Une discrète petite porte noire rue La Bruyère à Paris et, derrière, un joli jardin. C’est ici, dans ses « cuisines », son laboratoir­e cerné de verdure et de grands bambous, qu’Olivia Giacobetti vient plancher sur son orgue à parfums d’où sortiront des cocktails gagnants de nouvelles senteurs. « J’ai toujours voulu faire ce métier. Je l’ai découvert au cinéma à l’âge de 10 ans dans le film “le Sauvage” de Jean-Paul Rappeneau », dit-elle de sa voix grave et sensuelle. Depuis, le « nez » de cette femme, qui partage sa vie entre Paris et New York, a fait du chemin : collaborat­ions avec l’Artisan Parfumeur, Diptyque, Hermès, Frédéric Malle… Sans oublier des parfums d’ambiance pour le palace La Mamounia, à Marrakech, l’Hôtel Costes, à Paris, en passant par les saveurs d’une ligne de bonbons pour La Pâtisserie des Rêves ou une bougie parfumée pour la bibliothèq­ue de l’Observatoi­re du Vatican. Olivia Giacobetti possède aussi sa propre boutique parisienne (13, rue de Tournon), baptisée Iunx : des élixirs en série limitée présentés comme des fleurs rares : lorsque l’on s’approche des corolles de papier, elles s’éclairent et libèrent leur parfum.

D’OÙ VIENT ELLE ?

Avec un père qui s’appelle Francis Giacobetti, photograph­e toujours en partance et mondialeme­nt connu, Olivia, la petite dernière d’une fratrie de trois filles, a rapidement volé de ses propres ailes. A 17 ans, elle entre chez Robertet à Grasse, leader mondial des matières premières aromatique­s. « J’y ai découvert un véritable langage composé de 2 000 notes.
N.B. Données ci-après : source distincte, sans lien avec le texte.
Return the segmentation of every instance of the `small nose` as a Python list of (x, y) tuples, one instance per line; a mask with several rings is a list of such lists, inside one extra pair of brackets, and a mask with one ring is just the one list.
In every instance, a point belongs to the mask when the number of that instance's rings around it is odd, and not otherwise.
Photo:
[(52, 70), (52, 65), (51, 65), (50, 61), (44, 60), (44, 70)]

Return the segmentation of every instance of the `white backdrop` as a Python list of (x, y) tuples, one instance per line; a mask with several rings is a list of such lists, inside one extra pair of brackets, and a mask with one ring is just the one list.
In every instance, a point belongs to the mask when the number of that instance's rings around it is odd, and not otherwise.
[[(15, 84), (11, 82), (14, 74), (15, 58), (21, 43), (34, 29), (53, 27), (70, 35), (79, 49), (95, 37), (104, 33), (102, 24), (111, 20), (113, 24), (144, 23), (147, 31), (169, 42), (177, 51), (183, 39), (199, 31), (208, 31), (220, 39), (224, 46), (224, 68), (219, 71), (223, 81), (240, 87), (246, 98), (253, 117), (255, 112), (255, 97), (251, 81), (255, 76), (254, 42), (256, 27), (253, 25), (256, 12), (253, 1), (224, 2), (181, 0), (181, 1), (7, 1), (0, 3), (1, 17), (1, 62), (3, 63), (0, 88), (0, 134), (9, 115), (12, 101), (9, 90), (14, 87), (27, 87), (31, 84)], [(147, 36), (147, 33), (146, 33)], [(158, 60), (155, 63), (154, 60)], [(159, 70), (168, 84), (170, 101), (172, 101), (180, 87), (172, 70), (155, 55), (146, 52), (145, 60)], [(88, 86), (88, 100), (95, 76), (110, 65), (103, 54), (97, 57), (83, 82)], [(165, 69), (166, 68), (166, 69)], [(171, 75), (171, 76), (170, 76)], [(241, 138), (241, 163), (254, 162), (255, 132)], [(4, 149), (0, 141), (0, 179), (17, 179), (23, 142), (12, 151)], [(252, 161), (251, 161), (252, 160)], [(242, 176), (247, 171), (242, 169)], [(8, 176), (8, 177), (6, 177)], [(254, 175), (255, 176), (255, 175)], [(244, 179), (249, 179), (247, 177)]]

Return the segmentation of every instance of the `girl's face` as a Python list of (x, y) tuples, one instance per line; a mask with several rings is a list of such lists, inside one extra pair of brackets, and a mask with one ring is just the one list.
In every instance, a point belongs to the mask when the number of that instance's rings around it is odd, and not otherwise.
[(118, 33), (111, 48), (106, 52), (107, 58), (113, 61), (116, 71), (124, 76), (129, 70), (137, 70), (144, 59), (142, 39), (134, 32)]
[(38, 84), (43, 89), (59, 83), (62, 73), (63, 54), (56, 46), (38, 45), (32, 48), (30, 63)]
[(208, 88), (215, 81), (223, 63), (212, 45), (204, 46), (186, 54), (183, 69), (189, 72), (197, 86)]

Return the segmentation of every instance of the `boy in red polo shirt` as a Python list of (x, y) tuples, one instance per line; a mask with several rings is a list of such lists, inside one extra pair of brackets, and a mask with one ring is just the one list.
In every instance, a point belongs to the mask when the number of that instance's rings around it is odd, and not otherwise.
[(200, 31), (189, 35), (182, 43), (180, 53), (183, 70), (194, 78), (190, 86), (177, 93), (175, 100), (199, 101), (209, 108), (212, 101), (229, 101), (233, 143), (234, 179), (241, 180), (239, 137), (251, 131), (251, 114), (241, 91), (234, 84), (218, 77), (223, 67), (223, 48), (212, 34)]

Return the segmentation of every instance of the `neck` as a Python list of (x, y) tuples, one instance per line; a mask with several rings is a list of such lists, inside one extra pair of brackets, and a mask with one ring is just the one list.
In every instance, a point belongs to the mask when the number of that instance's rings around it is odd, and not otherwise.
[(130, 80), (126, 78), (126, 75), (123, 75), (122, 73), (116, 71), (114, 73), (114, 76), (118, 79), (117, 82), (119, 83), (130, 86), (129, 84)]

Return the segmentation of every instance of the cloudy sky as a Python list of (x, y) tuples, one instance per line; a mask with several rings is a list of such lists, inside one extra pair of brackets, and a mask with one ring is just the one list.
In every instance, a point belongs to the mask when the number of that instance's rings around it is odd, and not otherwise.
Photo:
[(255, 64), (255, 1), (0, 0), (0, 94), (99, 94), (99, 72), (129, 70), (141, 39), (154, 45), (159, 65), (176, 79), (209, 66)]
Je m’étais tellement ennuyée à l’école que ce monde odorant a donné sens à mon avenir. » Elle s’a ranchira néanmoins assez rapidement du monde de l’entreprise pour suivre ses propres envies. D’abord en fondant sa société Iskia, qui lui permet de collaborer avec les plus grandes marques en free-lance, puis en créant sa marque de parfums Iunx, où elle se donne entière carte blanche.

QUE FAIT ELLE ?

« J’ai souvent trouvé les parfums trop abstraits, trop chargés, trop bourgeois. Pour moi, la modernité est ailleurs, je veux raconter des histoires, les odeurs de la vie, des rencontres, des lieux… » Elle garde tout ce qu’elle trouve. Des morceaux de bois, des tissus, des cailloux… Et peut « passer des mois à essayer de retrouver le “râpeux” d’une feuille, la chaleur d’un bois ». Question de vie et de souvenir. Comme celui retrouvé dans une molécule de synthèse baptisée l’isobutyl quinoléine : « Il sent précisémen­t pour moi ce matin d’automne sous la pluie avec mon père et l’odeur de caoutchouc de son imperméabl­e qu’il me glisse sur les épaules. » Elle pourrait écrire un roman de toutes ces scènes imaginées ou réelles ayant eu une incidence sur la création de ses fragrances. « Il y a des parfums qui vous déshabille­nt et d’autres qui vous protègent. J’aime cette idée-là. »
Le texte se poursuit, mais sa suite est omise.